End-of-life services by Astroscale

While one space debris disposal facility will not solve the problem, it will help make it more clean in orbit. Satellites must maneuver frequently to avoid collision with space debris. The first space satellite disposal facility is expected to be completed in 2024. It is the first company to purposefully clean up space debris. Its flagship mission is ELSA, short for “end-of-life services by Astroscale.”

The ELSA-d prototype was tested

In March this year, Astroscale launched a prototype ELSA-d to demonstrate its use in practice. It contains two satellites: a chaser and a target that will proxy as a hunk of wreckage. The satellites are equipped with a magnetic docking board, which allows the hunter to capture the target. In the demonstration, the hunter separated his magnetic system and then captured it again. The hunter will practice catching prey in the coming months. The last of the tests will ensure that the trapped waste burns into the atmosphere.

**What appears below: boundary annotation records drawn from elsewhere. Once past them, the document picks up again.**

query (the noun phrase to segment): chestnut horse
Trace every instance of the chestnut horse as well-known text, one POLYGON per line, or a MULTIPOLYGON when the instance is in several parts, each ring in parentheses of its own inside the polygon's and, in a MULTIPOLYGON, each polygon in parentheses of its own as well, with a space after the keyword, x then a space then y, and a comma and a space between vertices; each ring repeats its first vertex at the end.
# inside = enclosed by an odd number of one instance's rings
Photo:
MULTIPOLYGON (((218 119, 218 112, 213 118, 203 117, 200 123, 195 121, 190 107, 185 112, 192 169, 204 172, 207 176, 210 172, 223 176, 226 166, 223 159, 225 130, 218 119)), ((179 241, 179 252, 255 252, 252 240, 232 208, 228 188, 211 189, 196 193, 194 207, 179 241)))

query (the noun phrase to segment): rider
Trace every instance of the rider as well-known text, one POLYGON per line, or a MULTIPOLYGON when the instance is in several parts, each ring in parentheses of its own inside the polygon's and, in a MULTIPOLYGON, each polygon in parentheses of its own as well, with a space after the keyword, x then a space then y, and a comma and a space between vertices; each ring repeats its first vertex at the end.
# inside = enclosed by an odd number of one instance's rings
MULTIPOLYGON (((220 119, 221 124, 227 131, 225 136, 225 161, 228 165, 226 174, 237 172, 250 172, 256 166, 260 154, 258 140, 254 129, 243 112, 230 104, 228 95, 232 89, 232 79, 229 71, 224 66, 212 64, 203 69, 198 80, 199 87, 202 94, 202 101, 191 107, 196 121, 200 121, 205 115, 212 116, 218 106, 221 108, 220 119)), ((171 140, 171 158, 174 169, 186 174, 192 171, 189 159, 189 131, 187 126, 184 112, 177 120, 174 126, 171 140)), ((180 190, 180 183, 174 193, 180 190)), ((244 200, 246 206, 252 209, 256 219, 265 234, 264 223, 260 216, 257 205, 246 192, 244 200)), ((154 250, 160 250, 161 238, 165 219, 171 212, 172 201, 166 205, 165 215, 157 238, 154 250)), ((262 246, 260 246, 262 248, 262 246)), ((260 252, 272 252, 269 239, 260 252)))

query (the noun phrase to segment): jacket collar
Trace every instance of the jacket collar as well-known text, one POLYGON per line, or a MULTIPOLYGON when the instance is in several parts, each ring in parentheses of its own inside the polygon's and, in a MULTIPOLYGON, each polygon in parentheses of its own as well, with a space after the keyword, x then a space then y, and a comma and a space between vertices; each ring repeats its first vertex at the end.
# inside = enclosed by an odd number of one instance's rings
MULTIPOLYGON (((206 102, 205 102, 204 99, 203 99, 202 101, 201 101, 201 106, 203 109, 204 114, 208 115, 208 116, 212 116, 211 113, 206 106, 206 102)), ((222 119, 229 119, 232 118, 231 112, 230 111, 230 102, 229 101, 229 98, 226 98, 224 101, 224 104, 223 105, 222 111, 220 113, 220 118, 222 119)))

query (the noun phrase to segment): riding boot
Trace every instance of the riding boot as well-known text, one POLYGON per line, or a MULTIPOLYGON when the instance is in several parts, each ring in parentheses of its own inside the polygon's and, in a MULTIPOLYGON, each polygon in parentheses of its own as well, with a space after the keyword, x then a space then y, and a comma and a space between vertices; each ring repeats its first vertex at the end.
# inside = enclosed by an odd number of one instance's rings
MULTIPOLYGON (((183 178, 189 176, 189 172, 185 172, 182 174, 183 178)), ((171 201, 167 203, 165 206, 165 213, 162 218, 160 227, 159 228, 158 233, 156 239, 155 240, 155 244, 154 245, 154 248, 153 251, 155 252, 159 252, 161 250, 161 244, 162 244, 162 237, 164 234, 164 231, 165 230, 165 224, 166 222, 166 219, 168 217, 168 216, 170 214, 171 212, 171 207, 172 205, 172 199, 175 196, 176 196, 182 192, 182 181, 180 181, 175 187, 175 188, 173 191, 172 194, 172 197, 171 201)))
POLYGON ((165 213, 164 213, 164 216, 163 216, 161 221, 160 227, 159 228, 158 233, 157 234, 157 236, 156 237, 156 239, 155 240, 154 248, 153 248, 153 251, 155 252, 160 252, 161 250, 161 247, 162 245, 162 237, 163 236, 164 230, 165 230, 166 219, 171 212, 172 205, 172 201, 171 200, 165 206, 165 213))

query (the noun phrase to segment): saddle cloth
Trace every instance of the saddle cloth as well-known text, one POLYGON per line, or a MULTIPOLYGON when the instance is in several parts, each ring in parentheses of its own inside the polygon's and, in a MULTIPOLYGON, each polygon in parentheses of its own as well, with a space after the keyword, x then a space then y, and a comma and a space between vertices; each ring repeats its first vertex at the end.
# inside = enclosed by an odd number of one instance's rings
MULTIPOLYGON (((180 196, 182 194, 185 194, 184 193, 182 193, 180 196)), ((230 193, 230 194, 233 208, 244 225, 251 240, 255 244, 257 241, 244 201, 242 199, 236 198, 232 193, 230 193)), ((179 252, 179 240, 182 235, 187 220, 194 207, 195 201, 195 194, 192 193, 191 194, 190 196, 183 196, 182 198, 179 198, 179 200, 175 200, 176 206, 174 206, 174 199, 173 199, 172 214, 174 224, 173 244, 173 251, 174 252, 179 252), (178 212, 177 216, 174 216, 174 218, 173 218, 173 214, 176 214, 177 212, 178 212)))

“Once those technologies are demonstrated and the global community sees that [ELSA] is a really big step towards active debris removal and end-of-life services, they’re going to embrace this as more of a reality,” says Mike Lindsay, Astroscale’s chief technology officer. “Hopefully they’ll incorporate that possibility into their own plans” as they prepare the next generation of satellites, he adds.

It all depends on the initiative of the individual space entities

Although this technology is important for cleaning up space debris, it all depends on space entities to take advantage of this service. There is no law that requires various companies to clean up non-functional satellites. Because of this, the Earth’s orbit has become a large dump. So far, there is no enforcement mechanism to persuade any space company to destroy the satellites in a row. ELSA can only clean objects that weigh less than one ton and on which magnets are placed. A big problem is, for example, rocket boosters, which weigh several tons and it is difficult to analyze their position. The development of waste disposal technology is necessary. In the future, there will be more and more satellites, and by paying companies to remove their old satellites, they will promote greater safety in orbit and thus greater protection for their investments.